Belshazzar’s Feast (Martin). It speaks strongly to the imagination, and is a powerful creation of light, and a new language in painting. The idea is fine, and I augur much from Martin, who seems to have a powerful fancy and a noble daring.
TO MRS. LEADBEATER.
London, June 2, 1821.
I have always avoided making my letters bulletins, as I wish neither to give pain nor to excite ennui; but I cannot conceal from you the opinion of Sir Henry Halford, justified by the success of his prescriptions, that I shall completely recover my health. My size is undiminished; it makes me very uncourtly in appearance, and is the despair of some of my refined friends; but is the less alarming, as it is not the fulness of relaxation, but such as would do honour to a dairy-maid or farmer’s wife; and is convenient in one respect, for it serves, without the odium of singularity, as an apology for my being far behind my cotemporaries in variety of dress and quantity of trimmings. When gently reproved on that subject, I always say, ‘Oh, you know my size;’ and the decorated lecturer gives a pitying glance at me, an approving one at herself, and becomes silently absorbed in the contemplation of her flounces. The necessity of pleasing him is sometimes hinted at on these occasions. Poor souls! they know not how secure I am. You must know that in this town time brings no relaxation to the vigour of dress. On the contrary, while some of the young have good taste enough to trust to their charms for a few years, and are distinguished by their simplicity, scarcely any of their mothers resign, or cease accumulating, ornaments, till they exchange them for the winding-sheet.
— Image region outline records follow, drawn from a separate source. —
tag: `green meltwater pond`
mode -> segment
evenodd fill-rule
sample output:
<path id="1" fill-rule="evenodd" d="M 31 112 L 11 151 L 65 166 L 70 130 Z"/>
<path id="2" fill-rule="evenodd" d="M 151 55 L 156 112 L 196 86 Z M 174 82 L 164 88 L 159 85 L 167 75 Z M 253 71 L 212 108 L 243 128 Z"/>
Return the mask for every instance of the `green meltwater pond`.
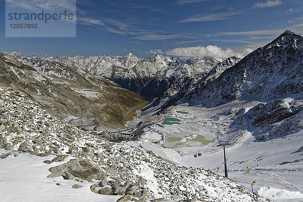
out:
<path id="1" fill-rule="evenodd" d="M 164 120 L 163 121 L 163 123 L 162 123 L 162 124 L 181 124 L 181 123 L 180 123 L 180 120 L 179 120 L 178 119 L 176 119 L 175 118 L 169 117 L 164 119 Z"/>
<path id="2" fill-rule="evenodd" d="M 201 146 L 213 142 L 212 135 L 202 135 L 197 133 L 184 132 L 168 135 L 164 146 L 167 148 Z"/>
<path id="3" fill-rule="evenodd" d="M 176 112 L 177 112 L 178 113 L 180 114 L 189 114 L 188 112 L 183 112 L 183 111 L 176 111 Z"/>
An awful instance of this passion occurred in my neighbourhood. A person whose beauty had raised her from the rank of milliner to that of wealthy widow, in her last will ordered that she should be dressed for the grave in all her laces and diamonds, which should be buried with her. This is ‘the ruling passion strong in death’ beyond what fiction would have ventured to describe.
TO THE LADY FANNY PROBY.
London, July, 1821.
All silly persons talk of nothing now but the Coronation, so you may guess how much one hears of it. Such numbers have put on their fool’s-caps about it, and are jangling them in one’s ears, that it is quite deafening.